En efecto, los ratones mutantes desarrollaron en su etapa juvenil las secuelas típicas de la vejez, como arrugas en la piel, caída de pelo, joroba, pérdida de densidad ósea y déficit inmunológico. El gen silenciado se llama SIRT6, y pertenece a una familia formada por otros seis genes presentes en mamíferos conocida como sirtuin.
El laboratorio de Alt lleva estudiando estos reparadores genéticos desde hace una par de décadas, sobre todo desde que se descubrió en la levadura un gen homólogo, el Sir2, que mantiene la estabilidad del ADN y regula el envejecimiento de este microorganismo.

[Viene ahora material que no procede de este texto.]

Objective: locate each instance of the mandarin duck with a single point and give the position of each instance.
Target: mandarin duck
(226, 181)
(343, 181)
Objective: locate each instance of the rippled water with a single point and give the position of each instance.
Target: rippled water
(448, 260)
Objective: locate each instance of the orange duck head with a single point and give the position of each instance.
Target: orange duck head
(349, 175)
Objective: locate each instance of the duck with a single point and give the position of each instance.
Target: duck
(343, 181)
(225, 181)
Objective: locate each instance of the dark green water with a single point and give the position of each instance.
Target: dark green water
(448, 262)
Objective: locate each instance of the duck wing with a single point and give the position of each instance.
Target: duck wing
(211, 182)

Después, los científicos han constatado que, reforzando la actividad de genes similares en moscas y gusanos, se consigue aumentar su esperanza de vida.

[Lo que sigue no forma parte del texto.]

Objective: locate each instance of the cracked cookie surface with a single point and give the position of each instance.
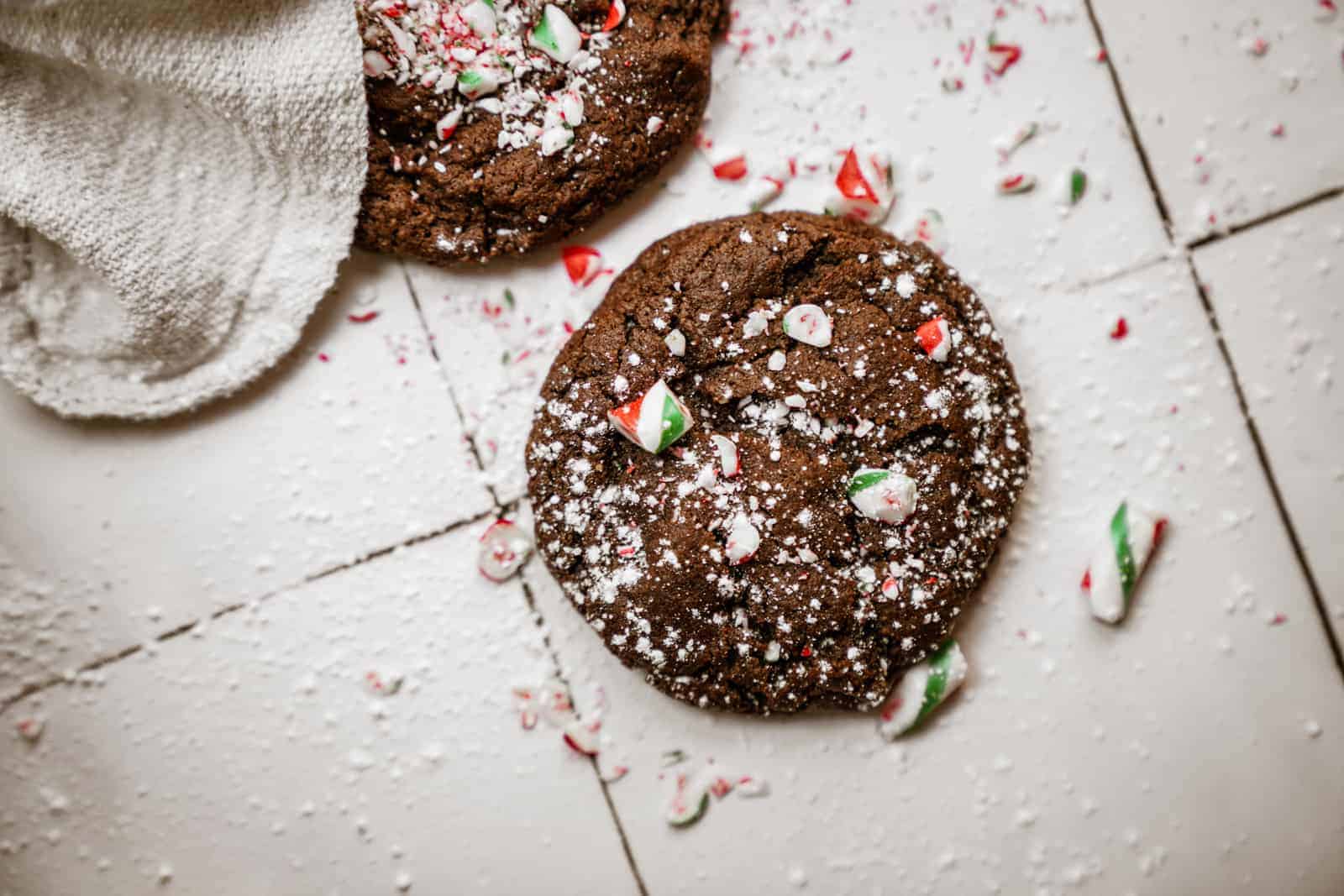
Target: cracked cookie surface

En palabras de Alt, su especial interés por el Sir2 radica en que este gen juega un papel importantísimo en el mantenimiento de la cromatina, el conglomerado de ADN y proteínas que da forma a los cromosomas. "Al estudiar los trastornos que podía ocasionar para el organismo la anulación de cada uno de los genes sirtuin, descubrimos que el SIRT6 era el que tenía efectos más devastadores", dice Alt. En su ensayo, él y sus colegas exploraron las consecuencias del silenciamiento de este gen tanto a nivel celular como corporal en ratones.
Así, el análisis de las células de ratón con el SIRT6 silenciado mostró que sufrían una terrible inestabilidad. Por ejemplo, las células eran muy sensibles a agentes que reaccionan de forma oxidativa con el ADN, como el peróxido de hidrógeno. Las afectadas eran incapaces de arreglar los desperfectos causados por estas moléculas corrosivas. Los resultados se tornaron más dramáticos cuando decidieron probar el gen silenciado en los propios ratones. "Al nacer nos parecieron normales, aunque ligeramente más pequeños que los normales", confiesa Alt. "Pero a las tres semanas de vida empezaron a mostrar anomalías que se asocian con los procesos de envejecimiento".
Las más significativas ya las hemos mencionado: disminución del número de glóbulos blancos o linfocitos en sangre, pérdida de masa ósea y bajada de los niveles de glucosa, que eran prácticamente indetectables al morir al cabo de un mes.
Resulta curioso, y no menos inquietante, comprobar cómo un único gen puede acelerar el cronómetro de la vida. Todavía, los científicos están lejos de saber con detalle cómo actúan y se coordinan estos gerontogenes. Las investigaciones en curso podrán arrojar luz a los procesos biológicos que conducen a la senectud y así diseñar terapias y tratamientos para hacernos vivir más y mejor. De lo contrario, habrá que seguir los pasos de Fausto y negociar con Mefistófeles.